Easter memory loss makes plastic of the present

  • 17 April 2014

The Easter holidays are a reminder of how our secular calendar still honours the Christian society out of which it came. But the central symbols of contemporary Easter — the big football matches, the holidays and picnics — are a reminder of how widely the Christian meaning of Easter has been forgotten.

This is ironical because both the Jewish Passover, and the Christian Easter that echoes it, are exercises in memory. The Jewish child who ritually asks why this day is remembered among all other days is told a story of slavery in Egypt followed by deliverance by their God. The memory shows the power and good will of God. The remembering shows the hope that the story gives for the present day, even when all the things that make for despair are taken into account.

In the retelling of the story the past is stitched to the present and to the memories that shape the present. The boy who asks the question this year stands in line with other boys who asked the same question during the Holocaust. As participants remember the Passover and its deliverance, they also remember the forms of slavery that mark their personal lives and society and their hope for deliverance.

Easter is an even more complex exercise in remembering and stitching. The Christian liturgy of Easter retells the Jewish story of Passover in a way that stitches it to the climactic story of Jesus' execution and rising from the dead. In both the Passover and in Jesus' death the power and love of God are embodied. The story of the crucifixion, a definitive crushing of hope in a personal project and in a God who cares for the world, is unexpectedly shot through with hope and life.
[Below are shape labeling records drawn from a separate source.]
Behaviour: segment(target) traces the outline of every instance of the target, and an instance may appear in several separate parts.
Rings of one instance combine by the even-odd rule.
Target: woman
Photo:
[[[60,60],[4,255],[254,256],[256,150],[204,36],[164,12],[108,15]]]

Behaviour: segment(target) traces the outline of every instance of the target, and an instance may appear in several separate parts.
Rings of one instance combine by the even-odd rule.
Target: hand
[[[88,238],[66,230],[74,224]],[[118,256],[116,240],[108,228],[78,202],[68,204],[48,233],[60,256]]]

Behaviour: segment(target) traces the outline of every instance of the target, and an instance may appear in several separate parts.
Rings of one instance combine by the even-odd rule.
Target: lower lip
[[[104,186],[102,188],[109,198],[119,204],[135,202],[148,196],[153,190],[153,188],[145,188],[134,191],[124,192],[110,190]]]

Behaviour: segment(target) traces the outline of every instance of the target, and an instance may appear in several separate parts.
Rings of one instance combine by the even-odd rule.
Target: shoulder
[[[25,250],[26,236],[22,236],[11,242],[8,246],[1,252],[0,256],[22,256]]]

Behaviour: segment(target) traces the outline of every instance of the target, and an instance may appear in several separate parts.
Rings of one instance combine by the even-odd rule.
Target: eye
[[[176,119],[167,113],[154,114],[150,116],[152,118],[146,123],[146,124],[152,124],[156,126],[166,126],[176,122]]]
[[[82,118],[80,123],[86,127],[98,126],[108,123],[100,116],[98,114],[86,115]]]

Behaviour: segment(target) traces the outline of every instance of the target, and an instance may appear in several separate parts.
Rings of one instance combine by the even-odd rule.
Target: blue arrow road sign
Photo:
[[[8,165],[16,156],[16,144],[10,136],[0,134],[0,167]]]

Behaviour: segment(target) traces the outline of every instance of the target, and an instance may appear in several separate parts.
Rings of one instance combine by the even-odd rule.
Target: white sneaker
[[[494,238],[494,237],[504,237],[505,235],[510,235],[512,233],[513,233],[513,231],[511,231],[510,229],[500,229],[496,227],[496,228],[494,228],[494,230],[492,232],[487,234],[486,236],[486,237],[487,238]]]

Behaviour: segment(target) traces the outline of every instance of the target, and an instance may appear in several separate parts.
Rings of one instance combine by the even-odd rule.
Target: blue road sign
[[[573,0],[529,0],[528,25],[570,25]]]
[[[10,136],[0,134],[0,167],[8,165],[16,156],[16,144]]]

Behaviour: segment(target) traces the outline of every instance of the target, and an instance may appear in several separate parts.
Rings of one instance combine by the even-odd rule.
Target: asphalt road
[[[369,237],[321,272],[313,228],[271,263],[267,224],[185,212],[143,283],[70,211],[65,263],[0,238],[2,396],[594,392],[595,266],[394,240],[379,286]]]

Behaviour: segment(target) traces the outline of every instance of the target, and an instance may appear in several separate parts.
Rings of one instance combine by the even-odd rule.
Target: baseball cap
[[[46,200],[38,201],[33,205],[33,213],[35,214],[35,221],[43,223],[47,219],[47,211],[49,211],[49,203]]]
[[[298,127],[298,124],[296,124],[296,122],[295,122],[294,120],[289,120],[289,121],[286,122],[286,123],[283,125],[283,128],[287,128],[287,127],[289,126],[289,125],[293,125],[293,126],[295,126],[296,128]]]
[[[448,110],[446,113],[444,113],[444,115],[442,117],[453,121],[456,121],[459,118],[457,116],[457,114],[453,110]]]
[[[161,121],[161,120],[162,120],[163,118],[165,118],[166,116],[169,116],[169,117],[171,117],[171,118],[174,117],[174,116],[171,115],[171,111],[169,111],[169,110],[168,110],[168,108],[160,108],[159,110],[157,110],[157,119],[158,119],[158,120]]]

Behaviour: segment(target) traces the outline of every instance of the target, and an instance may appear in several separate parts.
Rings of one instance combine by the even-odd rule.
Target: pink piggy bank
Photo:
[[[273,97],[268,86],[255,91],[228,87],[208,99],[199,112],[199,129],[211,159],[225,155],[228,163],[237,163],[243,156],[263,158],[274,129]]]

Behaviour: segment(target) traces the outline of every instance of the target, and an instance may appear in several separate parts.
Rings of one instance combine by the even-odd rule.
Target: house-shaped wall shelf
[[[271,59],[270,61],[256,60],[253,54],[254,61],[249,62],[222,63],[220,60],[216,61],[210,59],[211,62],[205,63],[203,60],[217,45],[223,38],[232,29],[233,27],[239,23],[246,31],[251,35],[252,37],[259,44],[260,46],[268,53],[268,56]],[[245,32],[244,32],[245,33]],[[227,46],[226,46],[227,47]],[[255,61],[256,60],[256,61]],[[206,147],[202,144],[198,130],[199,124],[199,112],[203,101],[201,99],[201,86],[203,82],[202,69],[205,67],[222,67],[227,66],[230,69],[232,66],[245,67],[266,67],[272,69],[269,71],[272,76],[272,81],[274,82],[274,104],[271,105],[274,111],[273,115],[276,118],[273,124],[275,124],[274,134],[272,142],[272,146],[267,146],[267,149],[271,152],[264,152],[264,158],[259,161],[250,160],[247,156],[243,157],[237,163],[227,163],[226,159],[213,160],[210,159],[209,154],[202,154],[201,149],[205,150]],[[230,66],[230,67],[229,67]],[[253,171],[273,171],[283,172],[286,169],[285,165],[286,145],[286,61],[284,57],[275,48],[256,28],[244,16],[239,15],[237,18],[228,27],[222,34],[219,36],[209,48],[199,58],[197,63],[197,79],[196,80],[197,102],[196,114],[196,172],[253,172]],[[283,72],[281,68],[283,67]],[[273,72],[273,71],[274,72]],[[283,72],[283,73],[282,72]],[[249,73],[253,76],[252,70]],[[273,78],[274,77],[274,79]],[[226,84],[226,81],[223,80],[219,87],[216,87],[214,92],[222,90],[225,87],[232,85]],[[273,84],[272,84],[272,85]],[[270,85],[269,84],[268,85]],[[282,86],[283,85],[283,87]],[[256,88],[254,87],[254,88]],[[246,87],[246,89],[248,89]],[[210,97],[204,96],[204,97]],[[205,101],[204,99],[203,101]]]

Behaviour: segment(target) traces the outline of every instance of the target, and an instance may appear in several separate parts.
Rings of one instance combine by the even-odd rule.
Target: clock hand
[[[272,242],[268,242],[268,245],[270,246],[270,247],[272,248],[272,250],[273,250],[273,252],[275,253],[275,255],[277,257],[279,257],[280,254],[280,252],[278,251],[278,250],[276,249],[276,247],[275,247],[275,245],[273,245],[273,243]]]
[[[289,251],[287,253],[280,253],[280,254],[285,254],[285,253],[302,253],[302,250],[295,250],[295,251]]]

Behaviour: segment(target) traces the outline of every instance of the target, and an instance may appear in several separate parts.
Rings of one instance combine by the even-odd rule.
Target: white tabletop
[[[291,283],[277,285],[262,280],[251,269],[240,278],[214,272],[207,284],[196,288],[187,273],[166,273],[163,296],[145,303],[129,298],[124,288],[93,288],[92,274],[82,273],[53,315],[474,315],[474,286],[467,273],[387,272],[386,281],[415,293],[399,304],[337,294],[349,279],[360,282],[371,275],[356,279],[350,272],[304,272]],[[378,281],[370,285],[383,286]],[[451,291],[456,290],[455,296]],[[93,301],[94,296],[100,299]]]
In celebrating Easter people are invited to remember the first Easter, to stitch it to the torn rags of their own life and world, and to find in it the promise of new garments more resplendent and substantial than any worn by the kings of the day and praised by their courtiers.

Both Passover and Easter in their origins invite a treasuring of history, a pondering of the things that make for life and death and the hope for transformation. In our society this shared attentiveness to the past seems to have atrophied. The focus of celebration is on an infinitely plastic present and on what we can make of it.